Why does $\{1\cdot a\! \! \pmod p, 2\cdot a\! \! \pmod p,\ldots, (p-1)\cdot a\! \! \pmod p\}$ $= \{1, 2,\ldots, p-1\}$ when $a$ and $p$ are coprime?

Question

Why is it that $\{1\cdot a \pmod p, 2\cdot a \pmod p,\ldots, (p-1)\cdot a \pmod p\} = \{1, 2,\ldots, p-1\}$ (albeit in a different order) when a and p are coprimes?

I can't figure this out and I've been beating my head for the whole weekend.

Googling around I've found mention of Fermat's Little Theorem (e.g. here), but I can't see how it helps me.

I've verified it by hand, it seems perfectly believable to me (mostly because I find myself thinking of the way the circle of fifths works), but I can't come up with a good proof.

Any help, pretty please?

Thanks a lot.

P.S.: Pardon my English. I'm from the land of pizza and mandolins.

Answer 1

Suppose $ra$ and $sa$ are the same, modulo $p$. Then $sa-ra$ is a multiple of $p$. So $(s-r)a$ is a multiple of $p$. But by hypothesis $a$ and $p$ are coprime, so $s-r$ is a multiple of $p$. But if $r$ and $s$ are between 1 and $p-1$, inclusive, then $s-r$ can't be a multiple of $p$ unless $r=s$.

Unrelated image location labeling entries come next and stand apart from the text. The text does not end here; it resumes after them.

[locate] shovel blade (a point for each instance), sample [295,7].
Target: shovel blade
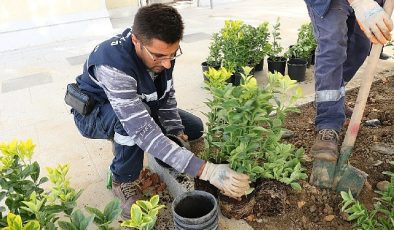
[323,173]
[352,179]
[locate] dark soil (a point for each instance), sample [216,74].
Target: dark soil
[315,208]
[281,207]
[232,208]
[277,206]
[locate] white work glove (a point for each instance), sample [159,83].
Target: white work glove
[372,19]
[231,183]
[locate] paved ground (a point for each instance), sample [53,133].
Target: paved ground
[33,82]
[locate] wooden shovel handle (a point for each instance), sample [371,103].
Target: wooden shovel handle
[368,75]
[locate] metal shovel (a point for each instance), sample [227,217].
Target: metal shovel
[340,175]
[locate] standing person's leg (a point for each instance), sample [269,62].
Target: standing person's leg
[331,33]
[127,164]
[357,49]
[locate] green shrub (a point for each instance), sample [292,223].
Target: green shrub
[28,206]
[244,126]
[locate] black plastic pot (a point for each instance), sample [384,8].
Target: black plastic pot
[205,67]
[235,79]
[178,142]
[195,210]
[259,66]
[296,69]
[277,64]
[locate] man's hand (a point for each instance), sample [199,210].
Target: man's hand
[372,19]
[182,136]
[231,183]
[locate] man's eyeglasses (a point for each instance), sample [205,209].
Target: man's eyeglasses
[177,53]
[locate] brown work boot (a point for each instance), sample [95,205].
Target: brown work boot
[128,193]
[326,145]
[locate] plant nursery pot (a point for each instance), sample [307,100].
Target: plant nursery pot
[205,186]
[259,66]
[296,69]
[238,209]
[278,65]
[235,79]
[195,210]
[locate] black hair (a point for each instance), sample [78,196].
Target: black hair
[158,21]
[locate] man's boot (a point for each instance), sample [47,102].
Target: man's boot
[326,145]
[128,193]
[384,56]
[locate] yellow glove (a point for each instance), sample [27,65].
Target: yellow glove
[372,19]
[231,183]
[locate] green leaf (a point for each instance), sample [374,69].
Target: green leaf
[14,222]
[145,205]
[112,210]
[154,200]
[67,226]
[32,225]
[136,213]
[99,216]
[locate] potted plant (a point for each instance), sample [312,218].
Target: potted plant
[296,66]
[261,46]
[276,62]
[143,214]
[307,40]
[244,129]
[214,59]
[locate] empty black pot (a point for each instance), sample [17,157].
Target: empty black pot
[195,210]
[296,69]
[277,64]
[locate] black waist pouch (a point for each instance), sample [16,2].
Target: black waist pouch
[79,101]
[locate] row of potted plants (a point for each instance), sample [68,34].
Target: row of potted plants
[238,44]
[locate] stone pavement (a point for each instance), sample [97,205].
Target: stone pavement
[33,82]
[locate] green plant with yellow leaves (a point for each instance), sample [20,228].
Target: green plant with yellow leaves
[238,44]
[245,123]
[27,205]
[14,222]
[143,214]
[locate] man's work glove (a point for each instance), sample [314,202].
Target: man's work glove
[372,19]
[231,183]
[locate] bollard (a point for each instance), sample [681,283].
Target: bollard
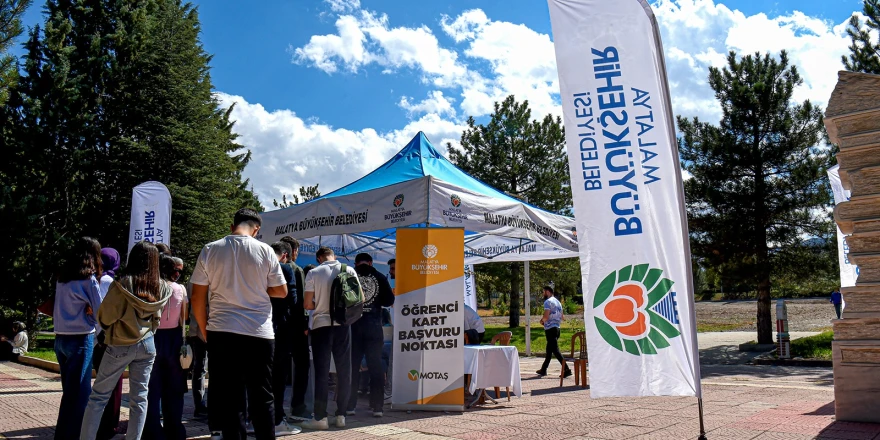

This shows that all the numbers in the first set in your question are different. Since zero doesn't appear in that set, and since there are $p-1$ numbers in that set, they must be the same as the numbers in the second set in your question.

Answer 2

If it weren't the case, that would mean that you can get back to the same place in $n\lt p$ steps of $a$; that is, we would have $na=kp$ for some integer $k$. But $a$ and $p$ are coprime, so all the factors of $p$ have to come from $n$, which contradicts $n\lt p$.

Answer 3

This can be interpreted as a group-theoretic result: the set of numbers coprime to $n$ form a group under multiplication modulo $n$. The hardest part of this is showing that inverses exist. This follows from Bézout's theorem, which states that for any $a$ and $n$ there exist $x$ and $y$ coprime such that $ax + yn = \gcd(a,n)$. From this we can see that if $a$ and $n$ are coprime, i.e. $\gcd(a,n)=1$, then $ax$ is $1$ mod $n$, and $x$ must be coprime to $n$ too (because $\gcd(r,s)$ divides any combination of $r$ and $s$, and here we have a combination of $x$ and $n$ that gives 1), so $a$ has a multiplicative inverse modulo $n$.

Anyway, once you've got that the set of numbers coprime to $n$ form a group under multiplication modulo $n$, that's essentially equivalent to saying the map "multiply by $a$" is a bijection modulo $n$. That's essentially the same as your original statement.

(Technicality: we showed that multiply-by-$a$ is invertible in the group of numbers coprime to $n$ modulo $n$, when really what we wanted was for it to be invertible in the set of numbers modulo $n$, but it's not hard to see that the argument above extends to that case. I suppose what I'm really doing is showing that $a$ is a unit in the ring of numbers modulo $n$, and the group I mentioned is the group of units in that ring).

This answer uses some more heavyweight machinery than necessary, but I think it's a neat way of looking at the result.